Intelligence Distribution Network

Abstract

The applications of deep neural networks (DNN) have grown in number in recent years, but there is a need to better support their deployment in the field. This dissertation introduces Intelligence Distribution Network (IDN), a platform specifically designed to support this increasing demand for DNN inference computations. IDN is a fault-tolerant decentralized peer-to-peer (p2p) network that delivers fast, low-cost, scalable execution of DNN models. IDN does this by optimizing DNN inference for this setting, and then distributing the computation among spare computing resources nearby.
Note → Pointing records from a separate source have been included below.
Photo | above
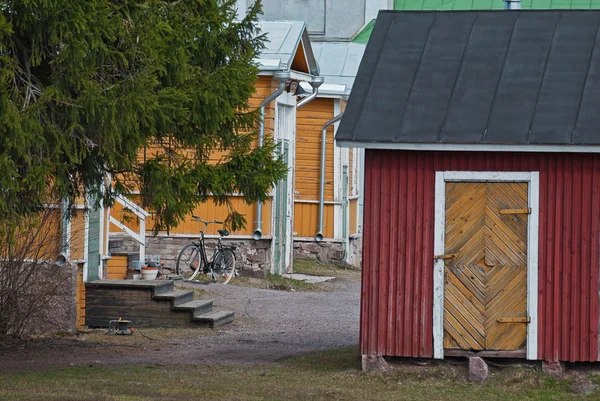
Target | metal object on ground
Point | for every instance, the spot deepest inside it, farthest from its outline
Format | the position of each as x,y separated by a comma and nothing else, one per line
120,327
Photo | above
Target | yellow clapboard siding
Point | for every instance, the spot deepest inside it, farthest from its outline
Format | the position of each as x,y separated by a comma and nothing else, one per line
310,120
306,220
210,211
116,267
80,298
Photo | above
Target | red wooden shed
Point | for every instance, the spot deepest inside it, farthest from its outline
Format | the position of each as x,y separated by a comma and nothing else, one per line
482,184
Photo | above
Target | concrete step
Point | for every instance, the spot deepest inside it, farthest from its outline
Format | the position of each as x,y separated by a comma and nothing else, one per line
177,297
215,318
196,307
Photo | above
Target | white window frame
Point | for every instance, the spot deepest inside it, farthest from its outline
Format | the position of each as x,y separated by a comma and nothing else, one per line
532,179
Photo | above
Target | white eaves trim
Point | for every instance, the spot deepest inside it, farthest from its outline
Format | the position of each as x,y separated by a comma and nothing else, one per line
470,147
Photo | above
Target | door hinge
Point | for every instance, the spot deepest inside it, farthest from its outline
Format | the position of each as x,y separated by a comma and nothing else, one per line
516,211
514,320
449,256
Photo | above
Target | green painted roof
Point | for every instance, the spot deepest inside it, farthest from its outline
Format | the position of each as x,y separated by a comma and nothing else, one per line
419,5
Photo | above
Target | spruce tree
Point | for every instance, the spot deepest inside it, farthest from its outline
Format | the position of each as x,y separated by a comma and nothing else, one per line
85,85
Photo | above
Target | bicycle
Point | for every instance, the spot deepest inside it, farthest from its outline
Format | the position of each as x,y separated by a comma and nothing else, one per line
193,258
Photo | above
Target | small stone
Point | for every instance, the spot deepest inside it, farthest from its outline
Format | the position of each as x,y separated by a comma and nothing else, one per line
554,369
374,363
585,389
478,370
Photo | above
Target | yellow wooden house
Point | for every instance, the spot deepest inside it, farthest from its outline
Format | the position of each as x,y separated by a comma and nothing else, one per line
266,244
328,179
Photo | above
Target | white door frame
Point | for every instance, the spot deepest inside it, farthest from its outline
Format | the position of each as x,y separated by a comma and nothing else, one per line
533,180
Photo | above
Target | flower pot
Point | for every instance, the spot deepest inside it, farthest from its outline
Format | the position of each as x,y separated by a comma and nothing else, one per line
149,273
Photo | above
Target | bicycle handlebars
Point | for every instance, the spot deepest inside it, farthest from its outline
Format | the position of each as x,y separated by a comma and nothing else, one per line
196,218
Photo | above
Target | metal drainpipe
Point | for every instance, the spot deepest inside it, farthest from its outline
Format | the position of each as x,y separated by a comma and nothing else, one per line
315,83
282,77
319,236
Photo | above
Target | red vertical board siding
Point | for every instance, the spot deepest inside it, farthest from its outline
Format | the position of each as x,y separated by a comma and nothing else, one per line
397,287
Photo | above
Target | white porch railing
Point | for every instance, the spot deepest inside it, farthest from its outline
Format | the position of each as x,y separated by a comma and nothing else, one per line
142,215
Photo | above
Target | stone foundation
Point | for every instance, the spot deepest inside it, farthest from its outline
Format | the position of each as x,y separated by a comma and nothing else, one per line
330,251
253,258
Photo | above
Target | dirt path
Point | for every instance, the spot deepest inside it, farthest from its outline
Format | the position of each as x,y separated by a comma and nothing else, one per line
269,325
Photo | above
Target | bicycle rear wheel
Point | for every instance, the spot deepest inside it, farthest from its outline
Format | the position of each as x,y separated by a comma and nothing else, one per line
189,262
223,266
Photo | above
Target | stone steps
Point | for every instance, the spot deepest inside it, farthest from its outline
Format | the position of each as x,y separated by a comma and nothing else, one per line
149,303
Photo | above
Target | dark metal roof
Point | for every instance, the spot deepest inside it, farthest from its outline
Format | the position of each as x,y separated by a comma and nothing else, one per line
478,77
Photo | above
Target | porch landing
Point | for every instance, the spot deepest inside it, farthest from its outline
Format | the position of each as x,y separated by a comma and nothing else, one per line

IDN reduces inference time using BranchyNet, a technique to modify the standard DNN structure with ''exit branches'' at certain locations throughout the network, allowing some samples to exit the computation early and decreasing the inference time.

IDN scales inference to the entire IDN p2p network using Distributed Deep Neural Network (DDNN), a method that allows DNN inference to be distributed among a computing hierarchy consisting of devices, edges, and clouds. IDN achieves fault tolerance and high availability for DNN inference with ParallelNet. ParallelNet can generate multiple DNN model of various sizes, each fitting a device of varying compute capacity. Each device can execute its model independently in parallel. ParallelNet allows DNN inference to be run on more devices independently, improving the fault tolerance and availability of DNN inference. IDN incentivizes the creation of a large number of high quality DNN models that can be shared among users using DaiMoN, a Decentralized Artificial Intelligence Model Network. DaiMoN improves upon today's limited, redundant, and siloed DNN model sharing structures by incentivizing peers to collaborate and share DNN models to improve the accuracy of a given problem in a decentralized manner. Finally, to manage how IDN is used, the ComputeSwap protocol incentivizes peers to participate in the network via an optimistic debt-repayment structure that probabilistically results in repayment based on credits earned for executing inference and debts acquired by using the network. This encourages peers to service inference computations that are needed by other peers by maintaining a balance to not accumulate too much debt or give too little credit.